In the SQLite code, everything except PASSIVE, blocks WAL. It is just like
if( eMode!=SQLITE_CHECKPOINT_PASSIVE ){
...
rc = walBusyLock(pWal, xBusy, pBusyArg, WAL_READ_LOCK(0), 1);
it is doing this to make some commits and promised “for a short time”, but I am just not sure how short is that time in respect to these huge WALs.
I am just unsure. I only got readers BUSY with these in both my test app and vanilla Syncthing, so that is my bet.
Your bet on Vacuum is also valid. That’s a lot easier explanation anyway. So yes better to discard my considerations here.
(also an advice that in all the commits about intcremental vacuums etc, just add the logs before and after)
UPD: what escapes me in vacuum theory, why so long? DB is mostly unchanged. Pages are mostly packed as they were. Does it have page registry or whatever, and fill ratios, just to skip all the thing most of the time like any normal DB? If yes, it is not vacuum. If no, who knows, yes maybe.
… it may as well just hang on any write, and then, on of the mutexes on s.updateLock etc, for example, in GetIndexID path.
Maybe really something like this is a best bet here.
Generally the checkpoint types higher than PASSIVE are blocked by readers/writers. But that doesn’t mean that you’re wrong. There seems to be a lock involved around WAL access during a checkpoint that might block readers for a very brief amount of time which in turn may trigger SQLITE_BUSY if you’re unlucky enough.

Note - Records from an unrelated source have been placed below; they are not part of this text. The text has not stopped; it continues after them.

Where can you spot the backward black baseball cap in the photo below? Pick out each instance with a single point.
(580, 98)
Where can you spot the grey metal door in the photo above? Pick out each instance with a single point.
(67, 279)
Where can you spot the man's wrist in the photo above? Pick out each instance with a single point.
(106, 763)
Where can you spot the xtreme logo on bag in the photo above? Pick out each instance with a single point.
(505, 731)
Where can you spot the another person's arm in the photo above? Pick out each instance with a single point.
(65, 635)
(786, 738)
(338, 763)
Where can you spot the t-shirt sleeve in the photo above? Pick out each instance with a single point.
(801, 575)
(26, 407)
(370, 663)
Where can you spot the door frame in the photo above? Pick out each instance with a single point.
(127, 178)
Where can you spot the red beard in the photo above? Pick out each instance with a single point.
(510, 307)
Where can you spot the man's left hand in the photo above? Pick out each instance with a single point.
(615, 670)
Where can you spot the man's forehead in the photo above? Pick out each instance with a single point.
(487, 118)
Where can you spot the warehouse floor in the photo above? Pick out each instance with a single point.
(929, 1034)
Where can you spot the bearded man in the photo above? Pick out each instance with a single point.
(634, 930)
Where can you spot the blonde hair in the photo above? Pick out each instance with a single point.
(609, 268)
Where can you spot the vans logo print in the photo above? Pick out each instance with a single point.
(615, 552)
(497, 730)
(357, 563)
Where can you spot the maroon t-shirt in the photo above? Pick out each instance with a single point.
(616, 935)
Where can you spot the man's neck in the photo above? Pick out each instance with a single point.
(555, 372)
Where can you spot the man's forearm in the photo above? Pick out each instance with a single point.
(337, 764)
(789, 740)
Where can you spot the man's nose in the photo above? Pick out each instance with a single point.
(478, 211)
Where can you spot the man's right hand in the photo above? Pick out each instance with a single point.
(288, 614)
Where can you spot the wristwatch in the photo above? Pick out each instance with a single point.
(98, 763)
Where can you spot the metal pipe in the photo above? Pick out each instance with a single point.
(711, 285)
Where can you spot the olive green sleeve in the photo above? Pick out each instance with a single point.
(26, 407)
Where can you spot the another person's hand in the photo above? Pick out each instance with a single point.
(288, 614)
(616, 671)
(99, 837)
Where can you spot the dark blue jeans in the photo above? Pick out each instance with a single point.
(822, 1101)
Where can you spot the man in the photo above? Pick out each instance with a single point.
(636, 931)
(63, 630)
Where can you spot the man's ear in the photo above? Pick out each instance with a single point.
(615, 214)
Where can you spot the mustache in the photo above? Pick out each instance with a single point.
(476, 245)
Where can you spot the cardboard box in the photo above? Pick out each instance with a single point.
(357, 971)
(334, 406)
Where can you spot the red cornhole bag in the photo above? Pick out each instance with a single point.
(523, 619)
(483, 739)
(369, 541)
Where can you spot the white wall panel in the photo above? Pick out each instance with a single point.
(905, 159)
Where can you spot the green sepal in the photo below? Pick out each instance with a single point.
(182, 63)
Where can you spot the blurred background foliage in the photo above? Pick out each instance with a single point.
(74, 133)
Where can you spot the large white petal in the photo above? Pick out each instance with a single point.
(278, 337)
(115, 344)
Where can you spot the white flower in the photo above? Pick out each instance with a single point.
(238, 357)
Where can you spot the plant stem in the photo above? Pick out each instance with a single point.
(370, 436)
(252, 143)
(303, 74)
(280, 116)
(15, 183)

@gyver we need to intervene here. It would be cool if sqlite would handle this on its own, but with enough load on the DB you’ll always end up with starvation. The auto checkpoints are passive by default and even if we’d pick a different mode, the result would be the same. Sqlite can’t shrink the WAL file as long as there’s a transaction open.
Conceptually “mostly unchanged” is unfortunately not much different than “completely rewritten” when your goal is to maintain consistency and consistency is one of the main pillars of transactional databases.

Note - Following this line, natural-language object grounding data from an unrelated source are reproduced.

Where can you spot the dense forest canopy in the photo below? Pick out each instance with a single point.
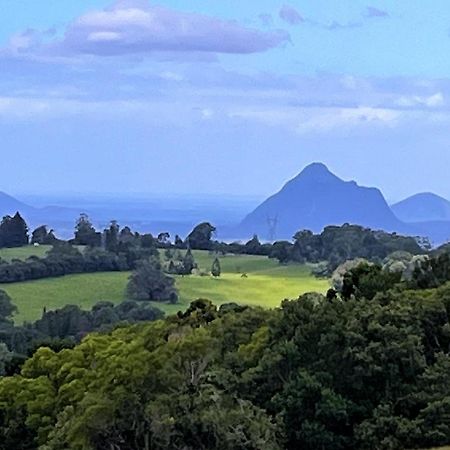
(365, 366)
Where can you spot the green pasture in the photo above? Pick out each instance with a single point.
(252, 280)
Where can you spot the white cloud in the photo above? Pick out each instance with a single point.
(431, 101)
(317, 120)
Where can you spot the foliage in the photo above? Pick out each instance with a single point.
(13, 231)
(317, 373)
(215, 268)
(200, 237)
(339, 244)
(43, 236)
(149, 282)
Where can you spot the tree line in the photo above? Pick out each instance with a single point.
(62, 328)
(363, 368)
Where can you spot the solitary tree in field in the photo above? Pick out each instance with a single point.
(85, 233)
(200, 237)
(149, 282)
(188, 263)
(215, 268)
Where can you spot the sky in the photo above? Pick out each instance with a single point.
(224, 96)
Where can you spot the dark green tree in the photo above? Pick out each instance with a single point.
(43, 236)
(200, 237)
(112, 237)
(215, 268)
(85, 233)
(13, 231)
(149, 282)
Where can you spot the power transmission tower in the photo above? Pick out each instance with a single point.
(272, 223)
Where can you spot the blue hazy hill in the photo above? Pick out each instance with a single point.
(315, 199)
(422, 207)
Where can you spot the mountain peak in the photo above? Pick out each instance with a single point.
(315, 172)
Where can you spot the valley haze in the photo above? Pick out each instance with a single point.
(313, 200)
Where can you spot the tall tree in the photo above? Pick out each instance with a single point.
(41, 235)
(200, 237)
(13, 231)
(149, 282)
(112, 236)
(215, 268)
(85, 233)
(188, 263)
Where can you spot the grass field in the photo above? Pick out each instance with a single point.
(267, 284)
(24, 252)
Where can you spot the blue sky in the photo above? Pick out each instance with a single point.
(223, 96)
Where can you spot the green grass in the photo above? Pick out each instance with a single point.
(267, 284)
(83, 290)
(24, 252)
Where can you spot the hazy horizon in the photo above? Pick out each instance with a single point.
(223, 97)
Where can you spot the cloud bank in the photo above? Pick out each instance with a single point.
(134, 28)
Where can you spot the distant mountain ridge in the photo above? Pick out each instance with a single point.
(53, 216)
(316, 198)
(422, 207)
(9, 205)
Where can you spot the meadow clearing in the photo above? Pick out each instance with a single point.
(265, 283)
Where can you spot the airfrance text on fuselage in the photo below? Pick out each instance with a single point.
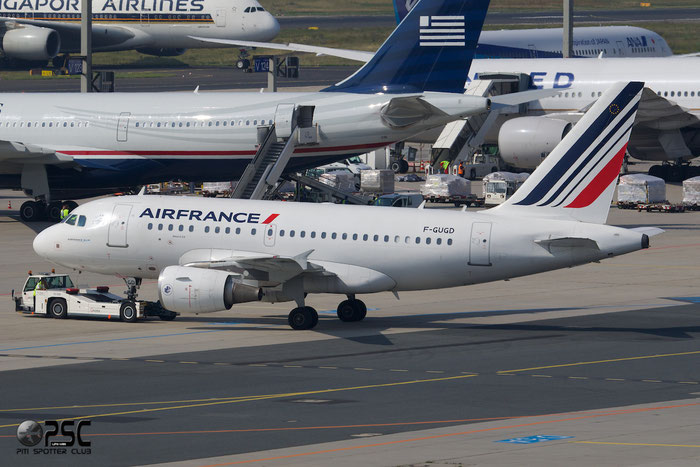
(215, 216)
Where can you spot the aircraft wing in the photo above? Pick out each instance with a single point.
(103, 35)
(254, 266)
(357, 55)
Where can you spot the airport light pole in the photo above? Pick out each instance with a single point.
(86, 45)
(568, 45)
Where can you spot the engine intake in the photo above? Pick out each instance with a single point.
(31, 43)
(188, 289)
(524, 142)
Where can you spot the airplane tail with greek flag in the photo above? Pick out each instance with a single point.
(578, 178)
(430, 50)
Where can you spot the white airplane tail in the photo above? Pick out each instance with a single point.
(578, 178)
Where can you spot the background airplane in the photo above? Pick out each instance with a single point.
(61, 146)
(211, 254)
(38, 31)
(589, 41)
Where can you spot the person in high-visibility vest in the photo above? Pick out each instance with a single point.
(40, 285)
(445, 166)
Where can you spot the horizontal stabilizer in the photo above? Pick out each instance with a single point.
(568, 242)
(521, 97)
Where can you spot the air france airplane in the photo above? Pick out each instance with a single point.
(39, 30)
(60, 146)
(211, 254)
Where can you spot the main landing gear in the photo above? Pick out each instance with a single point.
(305, 317)
(32, 211)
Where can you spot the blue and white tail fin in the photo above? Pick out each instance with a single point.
(431, 50)
(578, 178)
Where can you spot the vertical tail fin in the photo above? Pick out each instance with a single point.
(577, 179)
(430, 50)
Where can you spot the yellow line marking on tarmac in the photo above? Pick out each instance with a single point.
(596, 362)
(256, 398)
(639, 444)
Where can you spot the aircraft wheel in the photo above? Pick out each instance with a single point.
(58, 308)
(53, 211)
(352, 310)
(127, 312)
(303, 318)
(31, 211)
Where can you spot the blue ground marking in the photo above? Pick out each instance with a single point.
(686, 299)
(109, 340)
(533, 439)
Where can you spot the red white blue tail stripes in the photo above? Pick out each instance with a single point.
(585, 164)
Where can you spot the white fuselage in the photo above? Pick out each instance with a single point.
(369, 249)
(147, 137)
(152, 24)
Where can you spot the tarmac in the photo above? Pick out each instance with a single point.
(591, 365)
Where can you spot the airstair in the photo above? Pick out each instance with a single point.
(460, 139)
(293, 126)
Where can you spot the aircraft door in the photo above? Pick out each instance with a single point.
(123, 126)
(480, 245)
(116, 236)
(620, 49)
(284, 118)
(220, 18)
(270, 234)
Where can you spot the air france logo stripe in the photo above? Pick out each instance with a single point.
(442, 31)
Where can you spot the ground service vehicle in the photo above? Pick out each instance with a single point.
(56, 296)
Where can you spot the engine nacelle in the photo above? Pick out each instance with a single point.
(524, 142)
(188, 289)
(31, 43)
(161, 52)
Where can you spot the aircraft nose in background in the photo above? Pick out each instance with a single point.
(269, 25)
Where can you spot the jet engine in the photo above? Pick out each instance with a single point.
(188, 289)
(160, 52)
(31, 43)
(524, 142)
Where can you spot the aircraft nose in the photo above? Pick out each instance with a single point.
(43, 243)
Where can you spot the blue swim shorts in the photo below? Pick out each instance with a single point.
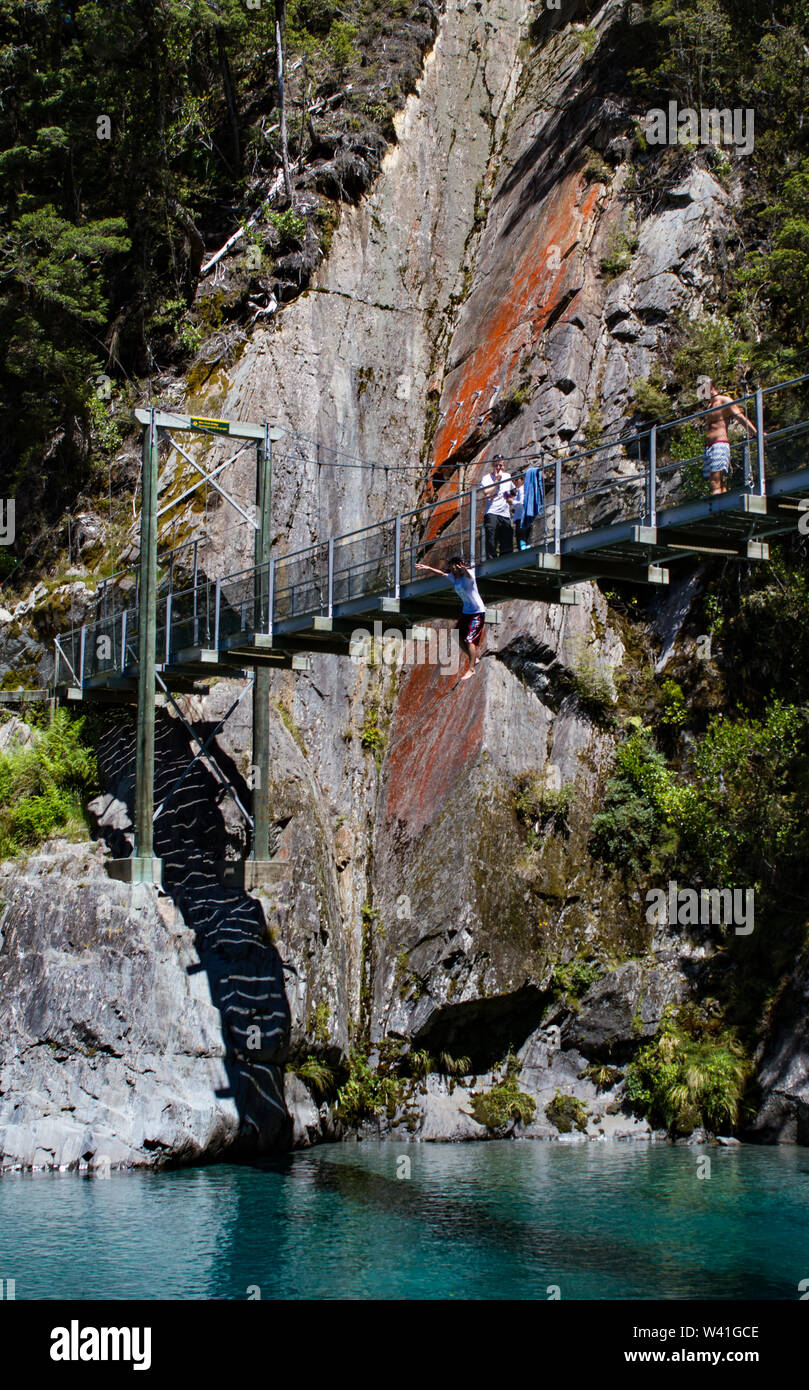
(716, 459)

For full-fledged transactional databases they work very hard at making it so that there’s a difference (using fine-grained locking, multi-version support or any other technique minimizing conflicts between concurrent accesses). SQLite isn’t such a database…
According to the documentation, to free up space SQLite incremental vacuum moves data present in the pages at the end of the db file to free pages in the middle of it before truncating the db file.

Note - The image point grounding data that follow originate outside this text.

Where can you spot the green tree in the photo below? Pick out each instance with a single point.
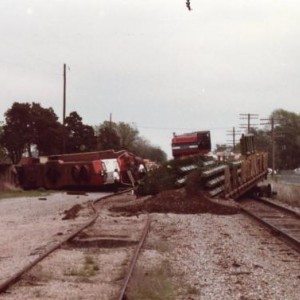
(80, 137)
(287, 139)
(107, 137)
(28, 125)
(122, 135)
(143, 148)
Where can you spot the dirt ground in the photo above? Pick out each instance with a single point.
(180, 202)
(196, 249)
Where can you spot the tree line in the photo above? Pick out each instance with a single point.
(31, 129)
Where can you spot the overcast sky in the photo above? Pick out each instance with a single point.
(153, 63)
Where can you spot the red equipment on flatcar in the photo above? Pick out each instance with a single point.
(194, 143)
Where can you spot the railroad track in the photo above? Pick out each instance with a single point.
(92, 238)
(283, 221)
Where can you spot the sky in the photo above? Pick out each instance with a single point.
(153, 63)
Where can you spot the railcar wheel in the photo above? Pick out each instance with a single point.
(53, 175)
(84, 174)
(75, 172)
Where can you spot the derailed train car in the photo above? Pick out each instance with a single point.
(77, 170)
(189, 144)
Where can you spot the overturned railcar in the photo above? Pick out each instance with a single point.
(76, 170)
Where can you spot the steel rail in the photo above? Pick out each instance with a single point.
(294, 242)
(134, 259)
(15, 277)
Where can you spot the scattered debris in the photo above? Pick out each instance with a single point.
(72, 213)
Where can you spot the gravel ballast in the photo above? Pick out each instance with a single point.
(207, 256)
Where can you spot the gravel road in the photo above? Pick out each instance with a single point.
(206, 256)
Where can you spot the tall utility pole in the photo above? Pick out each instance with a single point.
(64, 93)
(272, 122)
(64, 105)
(233, 133)
(249, 118)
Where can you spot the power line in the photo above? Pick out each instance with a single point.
(233, 133)
(249, 118)
(272, 121)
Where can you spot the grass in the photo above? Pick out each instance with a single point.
(154, 284)
(287, 193)
(20, 193)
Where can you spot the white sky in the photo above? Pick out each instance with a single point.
(153, 63)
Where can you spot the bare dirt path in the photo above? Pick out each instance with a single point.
(186, 256)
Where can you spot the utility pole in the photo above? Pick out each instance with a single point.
(272, 121)
(233, 133)
(64, 93)
(64, 105)
(249, 118)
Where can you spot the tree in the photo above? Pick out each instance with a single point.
(46, 131)
(287, 139)
(128, 135)
(122, 135)
(143, 148)
(107, 137)
(80, 137)
(15, 133)
(28, 125)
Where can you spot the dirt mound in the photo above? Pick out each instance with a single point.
(72, 213)
(177, 201)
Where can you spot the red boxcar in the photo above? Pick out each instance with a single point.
(194, 143)
(76, 170)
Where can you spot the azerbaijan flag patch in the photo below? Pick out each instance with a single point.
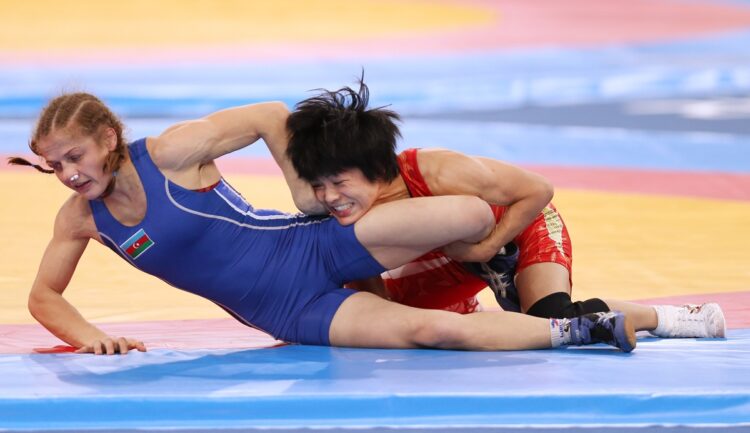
(137, 244)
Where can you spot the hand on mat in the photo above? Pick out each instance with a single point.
(110, 346)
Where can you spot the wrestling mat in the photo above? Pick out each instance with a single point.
(636, 110)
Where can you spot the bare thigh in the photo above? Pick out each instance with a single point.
(540, 280)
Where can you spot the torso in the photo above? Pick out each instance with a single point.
(216, 245)
(433, 280)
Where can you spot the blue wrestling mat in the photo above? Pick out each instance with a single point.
(701, 384)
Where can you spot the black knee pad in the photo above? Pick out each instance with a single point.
(559, 306)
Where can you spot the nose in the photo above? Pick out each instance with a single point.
(68, 171)
(330, 195)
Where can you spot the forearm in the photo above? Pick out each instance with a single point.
(516, 218)
(276, 138)
(56, 314)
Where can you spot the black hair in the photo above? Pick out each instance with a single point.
(335, 131)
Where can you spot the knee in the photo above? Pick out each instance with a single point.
(479, 217)
(559, 306)
(440, 332)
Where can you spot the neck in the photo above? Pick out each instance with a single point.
(124, 184)
(393, 190)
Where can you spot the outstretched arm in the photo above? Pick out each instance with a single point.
(197, 143)
(54, 312)
(524, 193)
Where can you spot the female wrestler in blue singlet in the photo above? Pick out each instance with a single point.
(280, 273)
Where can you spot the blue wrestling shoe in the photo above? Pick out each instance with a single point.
(499, 273)
(613, 328)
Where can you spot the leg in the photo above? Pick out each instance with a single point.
(540, 280)
(643, 316)
(365, 320)
(397, 232)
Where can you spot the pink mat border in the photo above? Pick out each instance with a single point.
(207, 334)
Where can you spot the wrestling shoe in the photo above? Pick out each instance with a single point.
(613, 328)
(499, 273)
(690, 321)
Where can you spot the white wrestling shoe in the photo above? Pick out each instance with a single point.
(690, 321)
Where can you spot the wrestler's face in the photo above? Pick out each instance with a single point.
(347, 195)
(78, 160)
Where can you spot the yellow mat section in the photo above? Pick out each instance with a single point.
(53, 25)
(625, 246)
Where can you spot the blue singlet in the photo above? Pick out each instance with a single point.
(277, 272)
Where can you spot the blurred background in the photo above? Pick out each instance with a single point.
(637, 110)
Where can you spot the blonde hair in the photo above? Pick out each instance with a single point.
(84, 113)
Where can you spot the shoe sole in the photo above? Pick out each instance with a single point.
(630, 338)
(722, 331)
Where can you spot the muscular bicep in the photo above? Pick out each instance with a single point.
(200, 141)
(60, 257)
(494, 181)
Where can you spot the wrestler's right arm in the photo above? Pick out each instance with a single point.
(59, 262)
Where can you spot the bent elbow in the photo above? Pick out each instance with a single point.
(481, 216)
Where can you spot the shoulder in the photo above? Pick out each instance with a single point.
(450, 172)
(74, 220)
(171, 150)
(436, 163)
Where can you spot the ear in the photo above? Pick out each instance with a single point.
(110, 139)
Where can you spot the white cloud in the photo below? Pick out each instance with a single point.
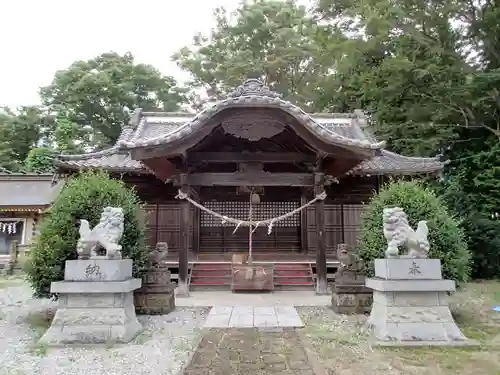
(41, 37)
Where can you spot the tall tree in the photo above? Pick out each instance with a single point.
(400, 63)
(20, 131)
(101, 93)
(276, 41)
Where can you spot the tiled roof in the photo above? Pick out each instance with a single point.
(33, 190)
(391, 163)
(386, 163)
(348, 130)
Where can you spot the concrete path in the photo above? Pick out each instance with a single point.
(249, 316)
(248, 351)
(227, 298)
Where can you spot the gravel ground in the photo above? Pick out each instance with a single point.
(163, 348)
(343, 345)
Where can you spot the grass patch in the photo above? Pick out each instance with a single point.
(8, 281)
(342, 341)
(39, 322)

From the top of my head to do so it first must make sure that no one (reader or writer) will access :
- the data it is about to move,
- the references to the location of the data it is about to move.
- then it can move the data and the references.
It must most probably write the modifications it is about to do at least in part in the WAL so that if a crash occurs it can recover properly.
So not only an incremental vacuum must block readers but it needs to write to the WAL. Any write to the WAL can’t be relied on until it is properly synced to storage (which usually means that most of the writes pending to the same devices involved must be committed to disk at the same time).
Even on SSDs fsync can be very costly as some have large RAM buffers hiding slow TLC/QLC and emptying these buffers (which fsync must do) can take quite some time (in the hundred of milliseconds or even worse on the cheapest and overused models).
100% agreed. That’s one of the things I’m addressing in fix(db): WAL friendly vacuum by bt90 · Pull Request #10556 · syncthing/syncthing · GitHub
A vacuum run only ever happens if at least 10% of the database consists of free pages. This would effectively prevent the vacuum from running in your case until the initial scan is finished.